Nor do most Americans want to puzzle their way through Baucus's hodge-podge of private insurers, government subsidies, emergency waivers, penalties for non-compliance, etc., etc. If Americans lose a job or fall on hard times, they don't want to go hat in hand to some government bureaucrat and have to lay out their financial problems to get some special favor.
What Americans Want
What Americans want is affordable health coverage provided in as simple a package as possible.
That was the finding of a New York Times/CBS News poll which discovered widespread confusion about the health proposals taking shape in Congress, but more than 2-1 support for a public option to compete with private insurers -- 65 percent for a public option, 26 percent against and 9 percent no opinion. [NYT, Sept. 25, 2009]
After all, one of the attractions of the public option is its relative simplicity and cost-effectiveness. It could piggyback on the existing Medicare bureaucracy and thus get started quickly and cheaply. According to congressional budget analysts, it is the only plan that offers significant cost savings.
Cost savings would not only help reduce the federal deficit but they would mean that more Americans would get the health care they need without going broke. In other words, it would save lives, reduce housing foreclosures, and protect families now being ripped apart by brutal financial pressures.
Yet, despite this common sense - and broad voter support for the public option - the Senate Finance Committee rejected the idea. Chairman Baucus conceded that the concept was appealing, but he joined other conservative Democrats in voting no, claiming a public option couldn't clear the 60-vote hurdle to stop a Republican filibuster.
So, instead of trying to rally the votes - or using the "reconciliation process" that allows a simple majority to enact legislation having budget implications - Baucus kept on cobbling together a nearly incomprehensible construct of tax credits, income formulas, fees and other mumbo-jumbo.
This modified Baucus bill is in line to win final committee approval this week.

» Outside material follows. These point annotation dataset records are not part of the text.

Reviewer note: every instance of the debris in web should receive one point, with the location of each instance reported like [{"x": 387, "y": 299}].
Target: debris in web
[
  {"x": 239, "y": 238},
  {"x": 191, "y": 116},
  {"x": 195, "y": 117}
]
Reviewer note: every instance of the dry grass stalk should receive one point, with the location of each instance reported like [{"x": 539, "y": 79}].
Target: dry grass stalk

According to Washington's "conventional wisdom," it will then become the vehicle for action by the full Senate, where Democratic leaders have been ambivalent about a public option.

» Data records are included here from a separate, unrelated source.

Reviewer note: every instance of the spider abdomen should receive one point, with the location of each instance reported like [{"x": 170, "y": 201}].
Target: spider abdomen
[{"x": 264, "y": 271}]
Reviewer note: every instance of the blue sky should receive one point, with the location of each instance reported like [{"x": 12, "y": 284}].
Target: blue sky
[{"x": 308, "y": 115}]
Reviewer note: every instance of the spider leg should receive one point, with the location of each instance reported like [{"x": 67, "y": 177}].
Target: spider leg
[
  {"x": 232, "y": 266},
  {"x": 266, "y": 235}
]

Some observers feel the best chance for the public option to survive may be with a trigger mechanism that would permit it in some parts of the country sometime in the future if private industry doesn't offer enough competition.
The trigger idea has been floated by Sen. Olympia Snowe of Maine, the only Republican on the Finance Committee who has indicated even a faint desire to vote for comprehensive health-care reform. However, the trigger would push even this limited public option to some point after 2013, when the insurance "exchanges" are finally scheduled to open.

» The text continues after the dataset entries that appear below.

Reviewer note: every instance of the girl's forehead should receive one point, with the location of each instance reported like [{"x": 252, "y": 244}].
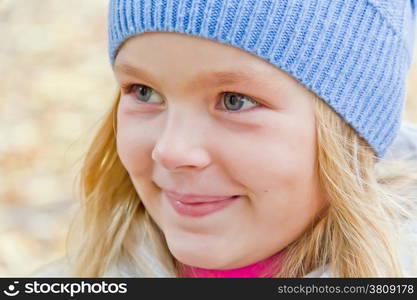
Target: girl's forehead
[{"x": 208, "y": 61}]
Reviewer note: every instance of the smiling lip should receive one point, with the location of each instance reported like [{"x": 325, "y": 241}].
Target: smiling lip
[{"x": 198, "y": 205}]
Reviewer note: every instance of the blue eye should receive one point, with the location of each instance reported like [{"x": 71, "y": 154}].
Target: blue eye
[
  {"x": 235, "y": 101},
  {"x": 230, "y": 101},
  {"x": 142, "y": 93}
]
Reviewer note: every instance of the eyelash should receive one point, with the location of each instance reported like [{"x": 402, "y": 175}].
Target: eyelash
[{"x": 128, "y": 89}]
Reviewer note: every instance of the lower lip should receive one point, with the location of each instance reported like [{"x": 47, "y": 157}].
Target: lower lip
[{"x": 199, "y": 209}]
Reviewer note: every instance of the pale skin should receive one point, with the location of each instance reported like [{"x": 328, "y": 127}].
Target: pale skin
[{"x": 185, "y": 135}]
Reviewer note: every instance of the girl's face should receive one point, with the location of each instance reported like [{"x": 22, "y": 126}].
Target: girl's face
[{"x": 200, "y": 117}]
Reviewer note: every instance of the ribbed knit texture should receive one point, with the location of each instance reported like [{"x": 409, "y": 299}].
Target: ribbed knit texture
[{"x": 353, "y": 54}]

Yet, if a trigger proposal is needed to win over some votes and beat a filibuster, another approach could be a "reverse trigger," one that would put the public option in place immediately but set up a trigger that would stop the public option from signing up new clients if private insurers cut rates by 25 percent and scored a 90 percent approval rating from customers.
Even then, the "reverse-trigger" public option would stay in place, serving the Americans who had already signed up and ready to resume taking clients if private insurers slide back into their old ways of excessive executive compensation, bloated bureaucracies and huge profits.
By moving up the timetable of reform to "as soon as possible" and putting immediate pressure on the insurance industry for real savings - in other words, letting voters see real benefits in 2010, not making them wait until 2013 - the Democrats could show they're on the side of the people and rack up electoral gains in 2010 and 2012.
However, if the Democrats insist on trading the common good for the favors of special interests, all the industry campaign donations in the world may not be enough to save them.